A more direct tax benefit is the Mortgage Credit Certificate (MCC). An MCC is a federal tax credit issued by state and local housing finance agencies to help lower-income individuals afford homeownership. It is not a loan but a certificate that allows a qualifying homeowner to convert a portion of their annual mortgage interest into a tax credit.
The credit amount is calculated as a percentage of the mortgage interest paid each year, with the specific percentage set by the issuing agency. The maximum credit is capped at $2,000 per year. The remaining mortgage interest that was not converted into a credit can still be claimed as an itemized deduction, providing a dual benefit.
To receive an MCC, a buyer must meet several requirements. These typically include being a first-time homebuyer, having an income below a certain limit, and purchasing a home that does not exceed a specified price. You must apply for and be approved for the MCC before you close on the home; it cannot be obtained retroactively. The program is administered at the state or local level, and availability can be limited.

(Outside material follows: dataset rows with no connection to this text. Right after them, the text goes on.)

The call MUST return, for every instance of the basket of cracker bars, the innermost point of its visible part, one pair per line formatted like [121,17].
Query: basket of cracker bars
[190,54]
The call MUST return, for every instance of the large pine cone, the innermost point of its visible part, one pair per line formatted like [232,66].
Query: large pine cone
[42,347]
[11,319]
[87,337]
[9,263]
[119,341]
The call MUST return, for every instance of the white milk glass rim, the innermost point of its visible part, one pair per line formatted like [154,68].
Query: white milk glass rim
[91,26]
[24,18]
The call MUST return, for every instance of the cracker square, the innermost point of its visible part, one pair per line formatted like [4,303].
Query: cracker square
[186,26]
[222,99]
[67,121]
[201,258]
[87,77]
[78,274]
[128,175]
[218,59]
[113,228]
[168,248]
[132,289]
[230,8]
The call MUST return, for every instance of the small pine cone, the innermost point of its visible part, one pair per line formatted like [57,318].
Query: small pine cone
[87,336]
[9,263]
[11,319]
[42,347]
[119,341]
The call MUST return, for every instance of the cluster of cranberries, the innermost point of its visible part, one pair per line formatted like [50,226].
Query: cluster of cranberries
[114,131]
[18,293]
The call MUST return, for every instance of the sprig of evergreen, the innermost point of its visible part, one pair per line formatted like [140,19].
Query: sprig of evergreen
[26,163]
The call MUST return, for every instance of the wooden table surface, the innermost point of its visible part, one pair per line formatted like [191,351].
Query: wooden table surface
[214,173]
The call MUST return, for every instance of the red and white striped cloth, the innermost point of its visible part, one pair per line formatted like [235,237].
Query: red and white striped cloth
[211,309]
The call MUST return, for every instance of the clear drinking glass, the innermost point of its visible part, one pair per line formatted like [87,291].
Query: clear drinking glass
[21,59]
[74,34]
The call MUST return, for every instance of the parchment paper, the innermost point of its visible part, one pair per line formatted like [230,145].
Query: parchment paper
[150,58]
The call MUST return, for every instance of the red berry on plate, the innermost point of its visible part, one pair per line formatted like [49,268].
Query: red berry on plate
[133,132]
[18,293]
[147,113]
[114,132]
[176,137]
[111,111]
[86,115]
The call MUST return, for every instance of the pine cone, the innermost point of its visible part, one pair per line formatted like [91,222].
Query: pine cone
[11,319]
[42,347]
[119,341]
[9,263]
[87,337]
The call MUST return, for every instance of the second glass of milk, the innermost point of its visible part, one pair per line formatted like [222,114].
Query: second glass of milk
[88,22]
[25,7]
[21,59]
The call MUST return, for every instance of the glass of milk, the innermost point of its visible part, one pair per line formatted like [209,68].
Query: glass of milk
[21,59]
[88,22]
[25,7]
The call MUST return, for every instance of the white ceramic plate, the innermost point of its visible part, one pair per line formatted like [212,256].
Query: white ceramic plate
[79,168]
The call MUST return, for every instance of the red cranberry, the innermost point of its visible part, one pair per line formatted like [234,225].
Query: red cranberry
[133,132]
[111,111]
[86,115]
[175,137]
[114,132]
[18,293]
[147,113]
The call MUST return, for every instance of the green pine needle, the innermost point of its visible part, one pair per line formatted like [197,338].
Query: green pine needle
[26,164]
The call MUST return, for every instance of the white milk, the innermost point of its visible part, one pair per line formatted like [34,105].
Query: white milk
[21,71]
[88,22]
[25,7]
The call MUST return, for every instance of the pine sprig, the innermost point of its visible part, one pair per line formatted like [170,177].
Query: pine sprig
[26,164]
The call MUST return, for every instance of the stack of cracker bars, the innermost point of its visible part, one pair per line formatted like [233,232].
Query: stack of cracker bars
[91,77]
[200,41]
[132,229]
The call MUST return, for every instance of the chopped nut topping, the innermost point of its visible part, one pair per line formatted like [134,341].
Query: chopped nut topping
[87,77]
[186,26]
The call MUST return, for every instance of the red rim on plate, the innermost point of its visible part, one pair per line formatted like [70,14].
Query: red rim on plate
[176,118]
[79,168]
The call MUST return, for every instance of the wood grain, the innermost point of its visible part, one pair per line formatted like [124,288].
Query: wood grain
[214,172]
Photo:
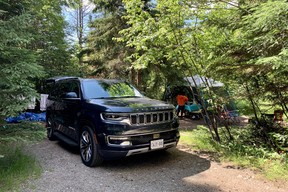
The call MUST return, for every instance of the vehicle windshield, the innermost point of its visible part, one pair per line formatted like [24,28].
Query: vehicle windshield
[95,89]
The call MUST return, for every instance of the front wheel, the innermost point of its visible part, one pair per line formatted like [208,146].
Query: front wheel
[88,148]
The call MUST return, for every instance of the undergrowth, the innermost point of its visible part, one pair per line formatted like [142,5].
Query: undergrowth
[16,165]
[245,150]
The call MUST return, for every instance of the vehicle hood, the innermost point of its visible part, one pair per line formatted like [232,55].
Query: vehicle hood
[137,104]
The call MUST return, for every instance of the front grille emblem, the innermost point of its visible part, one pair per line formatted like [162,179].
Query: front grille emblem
[156,136]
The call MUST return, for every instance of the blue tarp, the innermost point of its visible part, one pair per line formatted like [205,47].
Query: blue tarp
[27,116]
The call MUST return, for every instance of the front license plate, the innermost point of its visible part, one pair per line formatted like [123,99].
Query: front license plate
[157,144]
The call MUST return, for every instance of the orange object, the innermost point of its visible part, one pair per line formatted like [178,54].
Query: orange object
[181,100]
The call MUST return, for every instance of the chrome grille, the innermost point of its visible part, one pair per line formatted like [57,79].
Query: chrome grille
[151,118]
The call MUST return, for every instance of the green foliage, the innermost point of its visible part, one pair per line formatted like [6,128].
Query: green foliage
[18,63]
[16,166]
[107,57]
[246,150]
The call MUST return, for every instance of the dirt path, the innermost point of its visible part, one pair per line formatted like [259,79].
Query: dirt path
[176,170]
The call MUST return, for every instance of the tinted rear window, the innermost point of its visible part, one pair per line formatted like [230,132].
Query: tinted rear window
[94,89]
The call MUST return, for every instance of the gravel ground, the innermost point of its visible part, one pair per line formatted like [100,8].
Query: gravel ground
[175,170]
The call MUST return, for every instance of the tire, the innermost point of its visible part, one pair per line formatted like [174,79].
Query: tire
[50,129]
[88,148]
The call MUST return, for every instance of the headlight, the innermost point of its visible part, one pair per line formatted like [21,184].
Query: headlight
[119,117]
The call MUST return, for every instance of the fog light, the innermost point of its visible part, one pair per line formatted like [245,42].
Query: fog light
[126,143]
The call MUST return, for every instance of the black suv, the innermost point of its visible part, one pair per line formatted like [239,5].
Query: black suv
[107,119]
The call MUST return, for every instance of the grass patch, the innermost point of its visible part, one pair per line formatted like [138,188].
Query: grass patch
[272,165]
[16,166]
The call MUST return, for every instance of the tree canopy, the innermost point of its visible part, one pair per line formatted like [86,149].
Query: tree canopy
[151,43]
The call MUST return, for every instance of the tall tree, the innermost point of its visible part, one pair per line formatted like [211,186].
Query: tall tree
[104,54]
[18,62]
[49,37]
[79,13]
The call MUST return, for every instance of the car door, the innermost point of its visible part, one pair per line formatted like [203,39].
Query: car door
[70,107]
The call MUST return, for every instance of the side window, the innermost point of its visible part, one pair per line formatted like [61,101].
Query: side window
[62,87]
[54,91]
[74,87]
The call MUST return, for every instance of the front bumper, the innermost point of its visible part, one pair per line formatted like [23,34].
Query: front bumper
[137,144]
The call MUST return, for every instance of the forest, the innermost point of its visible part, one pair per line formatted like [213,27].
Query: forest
[152,44]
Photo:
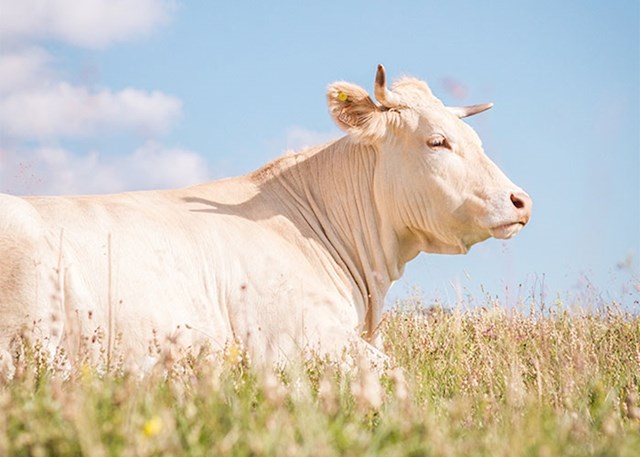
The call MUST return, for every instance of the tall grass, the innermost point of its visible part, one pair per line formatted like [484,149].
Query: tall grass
[480,382]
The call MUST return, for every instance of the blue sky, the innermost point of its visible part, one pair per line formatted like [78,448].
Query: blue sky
[139,94]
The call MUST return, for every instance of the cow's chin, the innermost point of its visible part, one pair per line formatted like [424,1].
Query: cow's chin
[506,231]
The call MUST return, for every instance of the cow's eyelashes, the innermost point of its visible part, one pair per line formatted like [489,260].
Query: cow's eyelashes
[438,141]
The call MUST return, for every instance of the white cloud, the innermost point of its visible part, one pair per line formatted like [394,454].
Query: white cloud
[53,170]
[24,69]
[85,23]
[66,110]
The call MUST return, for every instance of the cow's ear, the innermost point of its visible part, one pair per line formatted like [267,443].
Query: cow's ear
[354,111]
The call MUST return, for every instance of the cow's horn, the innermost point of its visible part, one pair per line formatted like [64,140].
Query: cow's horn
[465,111]
[386,98]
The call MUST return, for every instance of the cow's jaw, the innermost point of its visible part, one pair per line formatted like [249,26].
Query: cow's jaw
[506,231]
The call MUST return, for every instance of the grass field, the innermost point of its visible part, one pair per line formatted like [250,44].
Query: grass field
[482,382]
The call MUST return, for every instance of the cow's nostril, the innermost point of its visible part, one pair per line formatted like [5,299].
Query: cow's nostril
[517,201]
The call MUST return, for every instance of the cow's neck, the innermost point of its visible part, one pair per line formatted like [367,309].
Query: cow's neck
[330,192]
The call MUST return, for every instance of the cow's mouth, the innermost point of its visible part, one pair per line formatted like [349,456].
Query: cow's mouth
[506,231]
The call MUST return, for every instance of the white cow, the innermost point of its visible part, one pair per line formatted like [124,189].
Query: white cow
[297,255]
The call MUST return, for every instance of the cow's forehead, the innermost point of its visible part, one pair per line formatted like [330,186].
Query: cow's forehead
[415,93]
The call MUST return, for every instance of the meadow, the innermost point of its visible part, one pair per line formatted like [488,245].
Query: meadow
[483,382]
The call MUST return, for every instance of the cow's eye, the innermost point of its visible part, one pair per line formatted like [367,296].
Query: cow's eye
[438,141]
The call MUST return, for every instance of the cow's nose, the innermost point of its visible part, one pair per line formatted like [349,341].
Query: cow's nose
[522,202]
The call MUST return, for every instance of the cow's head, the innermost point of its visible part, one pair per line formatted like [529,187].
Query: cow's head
[432,179]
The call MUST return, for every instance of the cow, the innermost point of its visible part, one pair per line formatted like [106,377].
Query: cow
[296,256]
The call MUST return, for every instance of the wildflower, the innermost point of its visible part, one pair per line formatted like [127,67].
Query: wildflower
[152,427]
[233,354]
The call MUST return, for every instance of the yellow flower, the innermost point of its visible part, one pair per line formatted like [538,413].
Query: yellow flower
[152,427]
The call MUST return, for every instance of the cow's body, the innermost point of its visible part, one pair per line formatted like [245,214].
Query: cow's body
[298,255]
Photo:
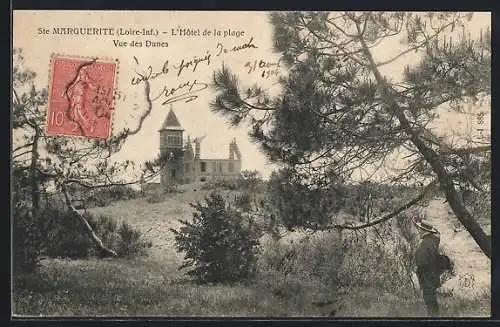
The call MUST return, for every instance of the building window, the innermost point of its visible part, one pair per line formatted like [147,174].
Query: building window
[174,140]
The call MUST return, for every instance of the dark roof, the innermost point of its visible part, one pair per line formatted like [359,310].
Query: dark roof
[171,122]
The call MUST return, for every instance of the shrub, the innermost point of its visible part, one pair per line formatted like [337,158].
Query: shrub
[66,238]
[130,241]
[26,241]
[243,202]
[301,269]
[156,198]
[299,205]
[219,244]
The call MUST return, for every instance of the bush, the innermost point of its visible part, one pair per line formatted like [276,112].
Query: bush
[26,241]
[219,245]
[156,198]
[65,237]
[298,205]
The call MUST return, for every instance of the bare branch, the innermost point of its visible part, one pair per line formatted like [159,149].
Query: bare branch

Many state housing finance agencies offer their own first-time homebuyer programs. These programs vary widely but can include down payment assistance, closing cost help, favorable interest rates on loans, and in some cases, state-specific tax credits. Prospective buyers should research the housing finance agency in the state where they plan to purchase.
A common form of this assistance is a Down Payment Assistance (DPA) program. DPAs provide funds to cover the upfront costs of buying a home and are often structured as grants that do not need to be repaid or as low-interest, forgivable loans. For example, a DPA might be a five-year forgivable loan, where a portion of the loan is forgiven each year the owner lives in the home. This is direct financial aid rather than a tax benefit.
Another tool is the ability for first-time homebuyers to make a penalty-free withdrawal from a traditional IRA. The IRS allows an individual to withdraw up to $10,000 from their traditional IRA to buy, build, or rebuild a first home without incurring the usual 10% early withdrawal penalty. While the 10% penalty is waived, the withdrawal is still subject to regular income tax.